The insight gained from exploring developers’ perspectives on the ethics of their work fills a gap in the literature and highlights avenues for future research. The general professional norms that developers share, like stakeholder inclusion or pre-empting risk, should be further confirmed and specified. A closer examination into the role different levels of social organization plays in facilitating or hindering pursuit of ethical values should be undertaken. This closer examination could yield insight into better delineation of responsibility between developer, end-user, and wider health authorities. For instance, a better understanding of how informal care networks (e.g., composed of family and friends) shape and support ETD use may clarify whether and to what extent developers should promote certain conceptions of informal care via their products. Finally, ethical tools should be developed that scaffold, complement, and enhance the dialogical and iterative process of ethical reasoning developers use.

Strengths and Limitations

This study is the first to focus on the ethical perceptions of ETD developers, bringing a previously underrepresented voice to the wider field.

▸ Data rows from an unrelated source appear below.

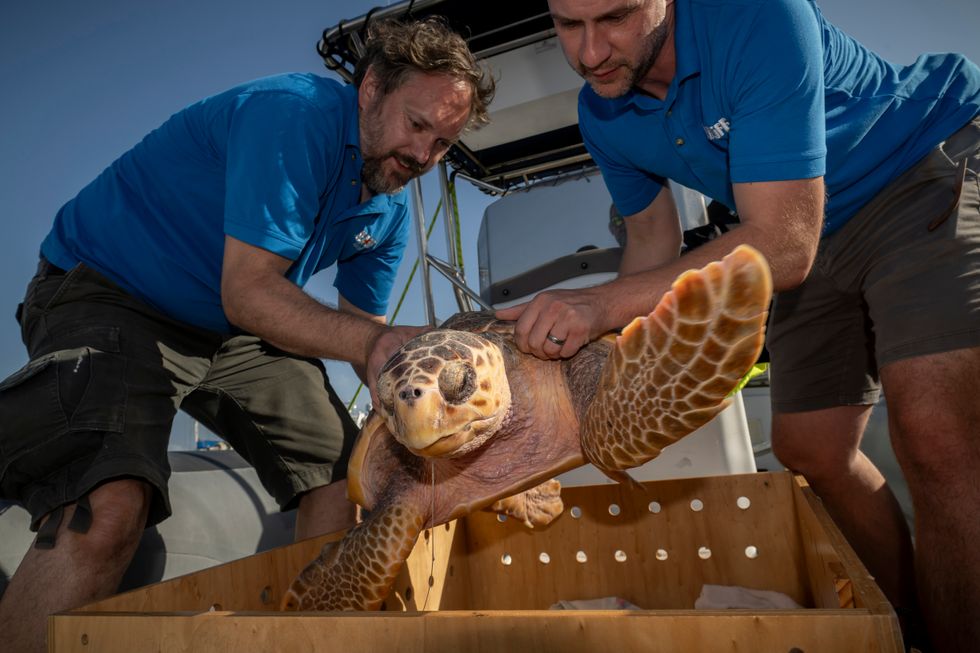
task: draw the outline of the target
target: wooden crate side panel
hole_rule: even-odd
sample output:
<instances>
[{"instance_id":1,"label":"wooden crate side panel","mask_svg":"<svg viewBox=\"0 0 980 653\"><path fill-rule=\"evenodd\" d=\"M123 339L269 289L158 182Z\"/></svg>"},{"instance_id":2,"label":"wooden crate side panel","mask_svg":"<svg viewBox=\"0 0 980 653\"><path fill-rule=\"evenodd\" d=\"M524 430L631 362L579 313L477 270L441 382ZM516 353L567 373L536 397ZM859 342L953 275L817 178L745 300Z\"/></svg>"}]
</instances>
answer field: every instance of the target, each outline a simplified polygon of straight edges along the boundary
<instances>
[{"instance_id":1,"label":"wooden crate side panel","mask_svg":"<svg viewBox=\"0 0 980 653\"><path fill-rule=\"evenodd\" d=\"M618 485L567 488L565 513L540 531L469 515L474 595L461 607L540 610L563 599L617 596L645 609L691 609L705 583L774 590L811 605L790 475L645 487L646 493ZM740 499L743 506L748 500L747 508L739 507ZM700 510L692 509L695 500ZM651 502L659 512L650 511ZM573 509L581 511L579 518ZM748 547L756 557L746 554Z\"/></svg>"},{"instance_id":2,"label":"wooden crate side panel","mask_svg":"<svg viewBox=\"0 0 980 653\"><path fill-rule=\"evenodd\" d=\"M465 520L454 522L452 545L444 574L440 610L465 610L472 605L473 587L468 570Z\"/></svg>"},{"instance_id":3,"label":"wooden crate side panel","mask_svg":"<svg viewBox=\"0 0 980 653\"><path fill-rule=\"evenodd\" d=\"M454 521L423 533L395 581L394 591L386 601L385 609L440 608L455 529ZM172 612L209 610L213 606L219 611L275 611L286 589L303 567L320 554L324 544L341 537L343 533L331 533L277 547L118 594L87 605L83 610ZM457 555L461 554L460 548L457 546ZM465 578L460 580L464 581L465 586Z\"/></svg>"},{"instance_id":4,"label":"wooden crate side panel","mask_svg":"<svg viewBox=\"0 0 980 653\"><path fill-rule=\"evenodd\" d=\"M461 586L465 593L465 576L455 573L450 560L463 554L461 538L457 537L460 522L436 526L422 531L415 548L395 580L391 594L384 603L387 611L422 611L446 609L446 597Z\"/></svg>"},{"instance_id":5,"label":"wooden crate side panel","mask_svg":"<svg viewBox=\"0 0 980 653\"><path fill-rule=\"evenodd\" d=\"M888 599L802 478L798 479L794 494L800 535L806 540L804 551L810 583L824 590L817 607L836 608L850 604L873 614L893 615ZM826 591L828 587L836 591Z\"/></svg>"},{"instance_id":6,"label":"wooden crate side panel","mask_svg":"<svg viewBox=\"0 0 980 653\"><path fill-rule=\"evenodd\" d=\"M289 584L327 542L342 533L303 540L91 603L85 612L278 610Z\"/></svg>"},{"instance_id":7,"label":"wooden crate side panel","mask_svg":"<svg viewBox=\"0 0 980 653\"><path fill-rule=\"evenodd\" d=\"M63 614L52 618L53 653L898 653L863 611L781 614L692 612L440 612L423 614L145 616Z\"/></svg>"}]
</instances>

To enhance the trustworthiness of our study, we implemented various strategies (Creswell & Miller, 2000). (1) A comprehensive audit trail was maintained for each research step. (2) Interviews were recorded and transcribed verbatim. (3) A robust and rigorous data analysis method was used, involving prolonged and deep interaction with the research data. (4) Researcher triangulation was used to take advantage of our team size. The study was further strengthened by a thorough recruitment process, as developers are a difficult to reach population for a variety of reasons, and we note that previous studies contained limited numbers of developers (e.g., 2–7 persons) (Freiesleben et al., 2021; Mahoney & Mahoney, 2010; Neubauer et al., 2022).

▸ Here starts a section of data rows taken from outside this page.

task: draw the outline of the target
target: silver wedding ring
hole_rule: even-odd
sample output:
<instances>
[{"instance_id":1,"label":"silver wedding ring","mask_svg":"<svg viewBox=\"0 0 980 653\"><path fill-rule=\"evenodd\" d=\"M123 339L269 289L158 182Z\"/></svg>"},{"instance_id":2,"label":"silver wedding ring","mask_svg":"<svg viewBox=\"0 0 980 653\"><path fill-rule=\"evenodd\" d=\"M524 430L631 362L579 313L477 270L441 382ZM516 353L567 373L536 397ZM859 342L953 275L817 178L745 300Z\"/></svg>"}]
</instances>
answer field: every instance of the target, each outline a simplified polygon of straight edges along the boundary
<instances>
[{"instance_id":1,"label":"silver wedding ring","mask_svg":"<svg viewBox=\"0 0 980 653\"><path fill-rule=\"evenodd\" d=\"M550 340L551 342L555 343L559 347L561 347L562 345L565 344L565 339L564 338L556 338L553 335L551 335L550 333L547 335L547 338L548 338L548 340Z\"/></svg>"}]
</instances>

While our study has several strengths, we also recognize potential limitations. Due to the small sample size, theoretical sampling was not feasible; therefore, only convenience sampling was used, and this introduced potential biases. Our sample may have been biased toward developers who had an interest in ethics and were comfortable discussing their work and its ethical dimensions. Our sample may also underrepresent junior-level employees and those working in business-to-business settings (e.g., contract manufacturing or software development). Additionally, women were underrepresented, although this may be related to general trends within the technology industry (Hill, Corbett, & St Rose, 2010). While one-on-one interviews reduce the risk of socially acceptable answers, the sensitive nature of the subject matter may have influenced participants to provide responses that align with social norms. Future research should focus on exploring potential discrepancies between the ideal and real-world practice of stakeholder inclusion in ETD development. For example, by identifying which social organizations are being engaged or partnered with by commercial developers, and which are not.

Conclusion

This study provides insight into the way in which ETD developers experienced a strong moral commitment in their work. A key aspect of navigating ethical conflict was stakeholder inclusion, and while this was experienced as a general professional norm, no specific methodology of inclusion was present. Developers tend to perceive their moral responsibility as limited to areas within their control, mainly centering on professional standards and risk management, leading to a distinction between the development and use of ETDs. This distinction is not clear cut, however, and future research should evaluate the role social organizations have on ETD development and use, as well as specify the general norms experienced by developers from differing backgrounds.